Matthew Tkachuk will play his 10th NHL game tonight, burning off the first year of his ELC, meaning his contract will expire a year earlier than it needs to. With four points in nine games, it’s a bold move for the team.
Tkachuk, from a points perspective, isn’t producing enough to say he is a vital contributor to this team. Since he is not providing any additional wins through his points contribution, it would be good from a contract perspective to send him to London and bring up Hunter Shinkaruk and have him produce at a similar rate for no ELC loss.
On the other hand, Tkachuk is simply playing out of his mind, regardless of whether or not it shows up on the scoresheet. By looking at the possession numbers, you can certainly make the argument that Tkachuk playing in the NHL is the right spot. In fact among one of the strongest rookie classes in recent NHL memory, he is one of the best possession players.

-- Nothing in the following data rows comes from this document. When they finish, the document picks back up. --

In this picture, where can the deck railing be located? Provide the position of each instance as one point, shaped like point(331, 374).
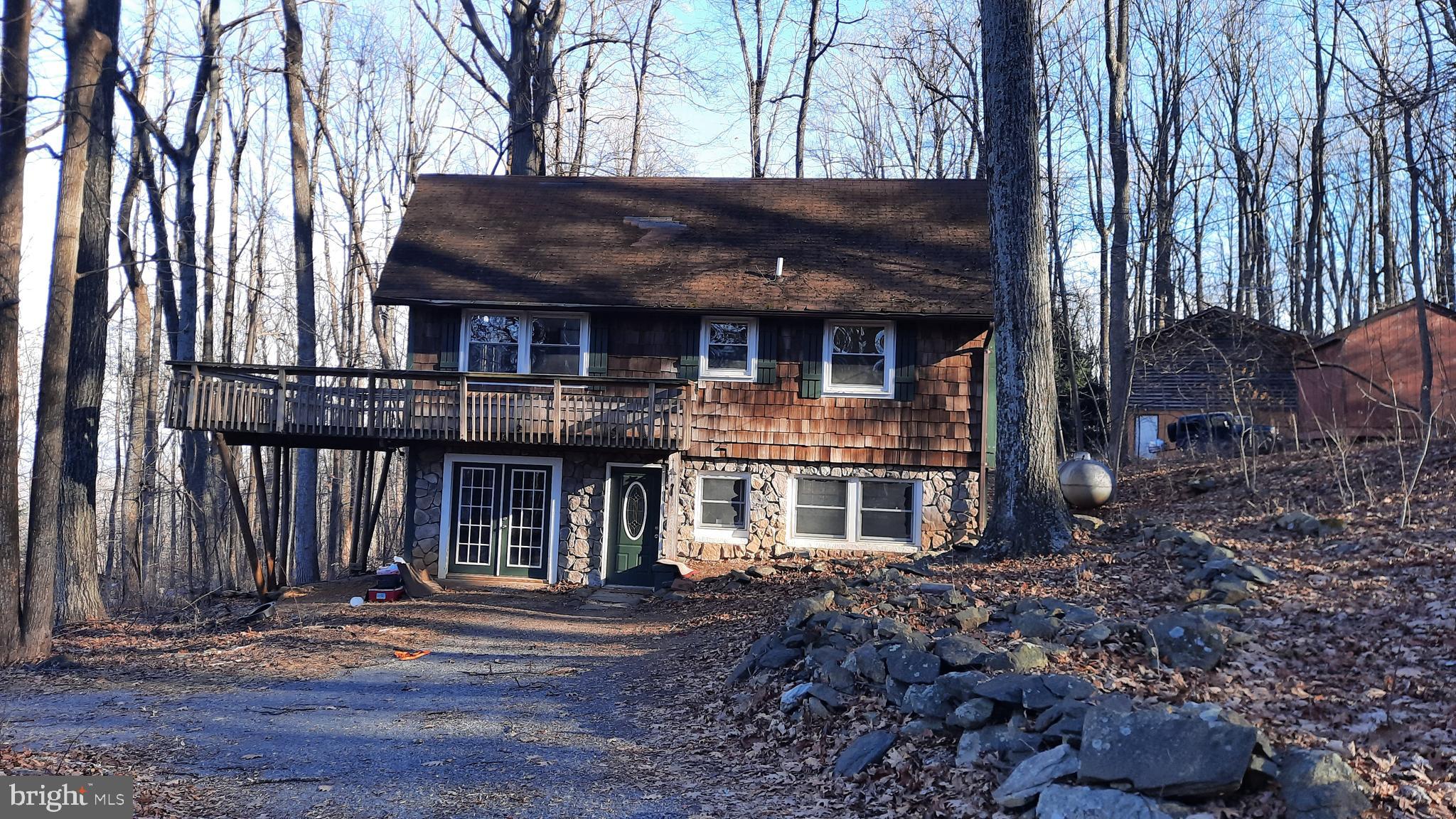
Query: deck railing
point(421, 405)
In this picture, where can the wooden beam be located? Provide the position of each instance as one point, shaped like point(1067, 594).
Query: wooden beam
point(379, 500)
point(225, 456)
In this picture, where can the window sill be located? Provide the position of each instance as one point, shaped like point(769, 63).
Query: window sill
point(897, 547)
point(708, 535)
point(842, 392)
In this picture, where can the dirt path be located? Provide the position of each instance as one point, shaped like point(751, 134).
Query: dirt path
point(516, 713)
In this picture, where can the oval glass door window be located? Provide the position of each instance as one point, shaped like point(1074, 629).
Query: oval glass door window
point(633, 510)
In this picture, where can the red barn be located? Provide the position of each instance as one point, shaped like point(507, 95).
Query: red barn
point(1365, 381)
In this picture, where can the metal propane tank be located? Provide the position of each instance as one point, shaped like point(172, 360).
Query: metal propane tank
point(1085, 481)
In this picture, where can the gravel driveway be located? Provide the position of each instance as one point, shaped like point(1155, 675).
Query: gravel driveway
point(519, 713)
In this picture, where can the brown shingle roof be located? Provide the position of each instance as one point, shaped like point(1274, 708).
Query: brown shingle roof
point(680, 244)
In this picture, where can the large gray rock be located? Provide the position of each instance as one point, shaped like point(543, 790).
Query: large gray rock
point(960, 652)
point(909, 665)
point(807, 608)
point(1318, 784)
point(1167, 752)
point(1034, 774)
point(960, 687)
point(1187, 641)
point(864, 752)
point(865, 663)
point(1071, 802)
point(779, 658)
point(1024, 658)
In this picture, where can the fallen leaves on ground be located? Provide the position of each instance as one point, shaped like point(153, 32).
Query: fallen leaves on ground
point(1354, 649)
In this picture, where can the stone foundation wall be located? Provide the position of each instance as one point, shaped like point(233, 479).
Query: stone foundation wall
point(948, 505)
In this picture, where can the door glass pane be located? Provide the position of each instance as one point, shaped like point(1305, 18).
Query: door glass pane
point(822, 509)
point(817, 491)
point(475, 516)
point(633, 510)
point(493, 344)
point(526, 531)
point(557, 346)
point(729, 347)
point(887, 510)
point(820, 522)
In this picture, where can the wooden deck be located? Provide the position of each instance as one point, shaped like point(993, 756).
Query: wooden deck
point(361, 408)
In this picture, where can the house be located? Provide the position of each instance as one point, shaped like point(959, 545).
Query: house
point(609, 370)
point(1365, 381)
point(1215, 360)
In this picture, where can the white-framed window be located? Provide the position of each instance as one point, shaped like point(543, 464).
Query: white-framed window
point(550, 344)
point(869, 513)
point(860, 358)
point(722, 508)
point(730, 347)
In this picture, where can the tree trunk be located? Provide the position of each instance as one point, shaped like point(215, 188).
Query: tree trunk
point(306, 481)
point(15, 60)
point(640, 90)
point(1028, 515)
point(1120, 353)
point(86, 54)
point(77, 585)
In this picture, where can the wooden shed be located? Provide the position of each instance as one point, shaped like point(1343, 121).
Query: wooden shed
point(1365, 381)
point(1211, 362)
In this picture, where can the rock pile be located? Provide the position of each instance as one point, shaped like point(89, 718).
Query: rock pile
point(1065, 748)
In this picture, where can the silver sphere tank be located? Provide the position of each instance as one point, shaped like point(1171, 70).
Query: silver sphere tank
point(1085, 483)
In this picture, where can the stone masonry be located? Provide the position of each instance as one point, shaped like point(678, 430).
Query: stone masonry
point(948, 505)
point(948, 509)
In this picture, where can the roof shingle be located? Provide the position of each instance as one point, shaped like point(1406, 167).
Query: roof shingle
point(901, 247)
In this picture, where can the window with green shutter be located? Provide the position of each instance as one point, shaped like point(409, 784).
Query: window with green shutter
point(811, 363)
point(906, 362)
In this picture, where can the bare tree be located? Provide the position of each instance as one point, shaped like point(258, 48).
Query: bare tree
point(15, 79)
point(1028, 515)
point(87, 50)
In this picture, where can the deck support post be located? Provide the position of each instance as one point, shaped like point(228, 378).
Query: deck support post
point(225, 456)
point(357, 513)
point(368, 540)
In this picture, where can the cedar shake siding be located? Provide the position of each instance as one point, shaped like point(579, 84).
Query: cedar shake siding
point(774, 458)
point(1365, 382)
point(1216, 362)
point(938, 426)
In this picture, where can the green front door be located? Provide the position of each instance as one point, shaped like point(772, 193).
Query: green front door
point(501, 519)
point(633, 532)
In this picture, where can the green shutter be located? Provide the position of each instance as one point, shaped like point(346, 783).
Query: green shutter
point(906, 360)
point(449, 326)
point(687, 363)
point(597, 355)
point(768, 368)
point(811, 362)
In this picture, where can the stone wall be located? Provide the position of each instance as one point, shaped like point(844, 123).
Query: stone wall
point(948, 505)
point(583, 500)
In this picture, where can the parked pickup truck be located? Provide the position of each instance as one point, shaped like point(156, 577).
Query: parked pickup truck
point(1222, 432)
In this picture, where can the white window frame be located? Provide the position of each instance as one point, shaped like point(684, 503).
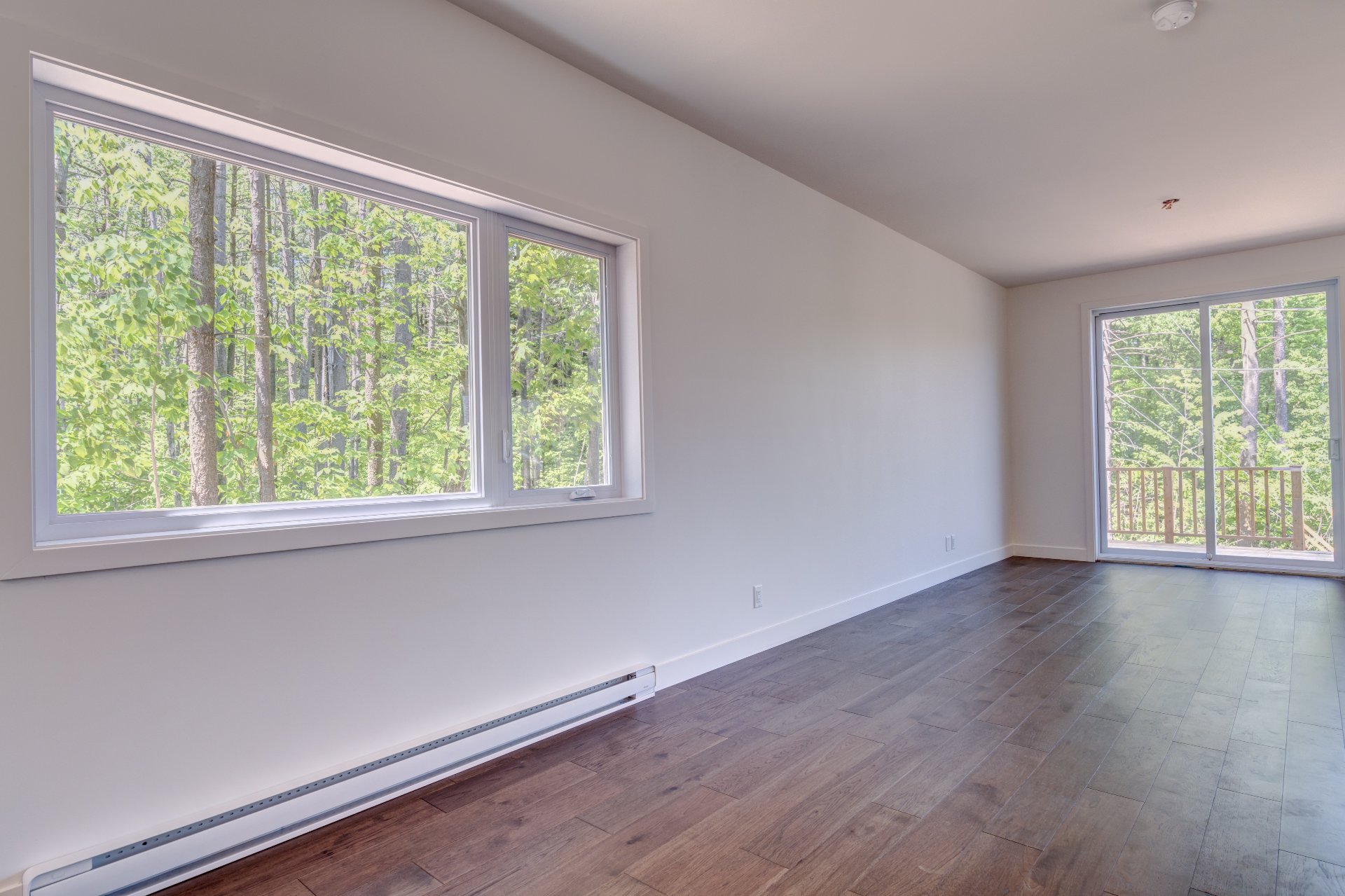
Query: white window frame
point(104, 540)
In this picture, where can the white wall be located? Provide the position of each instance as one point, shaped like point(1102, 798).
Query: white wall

Here’s a list of some of the most hyped rookie forwards for this NHL season and their possession stats.
All data is 5v5 from naturalstattrick.com
Let’s marvel at those numbers. Tkachuk has the highest CF%, in terms of raw and relative, and the highest rel GF%. This is all amazing considering he also has the worst zone starts, 28.87% worse than the next closest player. In time, those rel stats should come down (providing half of the team gets in gear) but his results thus far have been incredibly promising. The closest player to him on that list is Jimmy Vesey, someone four and a half years older than Tkachuk.
Those numbers are almost unheard of for a rookie. No one sticks their rookies in the defensive zone. It’s simply not a good way to build confidence if you’re getting stomped on and scored on. However, this is how Gulutzan has been using Tkachuk and he’s been succeeding.
However, it is fair to point out that Tkachuk has also predominately been playing with some of Calgary’s best centres. So far in his young career, Tkachuk has spent at least thirty minutes with Sam Bennett and Mikael Backlund, more so the latter than the former. Playing with Backlund also means playing with Michael Frolik, two players who have a reputation of carrying so-so players to great results. Could that be the case with Tkachuk?
Short answer: no
If you quickly browse that list, you’ll notice that Tkachuk can hold his own, no matter who he ends up with. There are very few combinations where he isn’t successful. He isn’t an anchor and he isn’t being carried by anyone else; he’s a driver. The lowest number in that second-to-last column that is below 54.29%, and that’s nuts.
Let’s focus in on Backlund and Frolik, his two main partners. In at least 36 minutes together, they are producing a ~60CF%. This is impressive considering that their zone starts (which was the very, very last column in this table, for whatever reason) is 15.15% at the max. Putting him with Backlund and Frolik was not an attempt to kickstart Tkachuk, it’s where he belongs.
For additional perspective, let’s look at his time with Sam Bennett and Troy Brouwer. That line and offensive zone time was the plan to start the season, with Tkachuk receiving 40.91 OZS% at the worst with Brouwer and Bennett. Again, this line was one of the better lines, putting together a CF% of at least 53.70%. Away from Bennett and Brouwer, Tkachuk still exceeds whereas 93 and 36 are shades of alright away from Tkachuk.
Yes, it’s still early in the season, but Matthew Tkachuk has been one of the best forwards on the Flames. He is very far ahead of the curve relative to his teammates and his rookie peers, and it’s no real surprise why the team chose to burn a year on his contract. Now imagine when he starts scoring.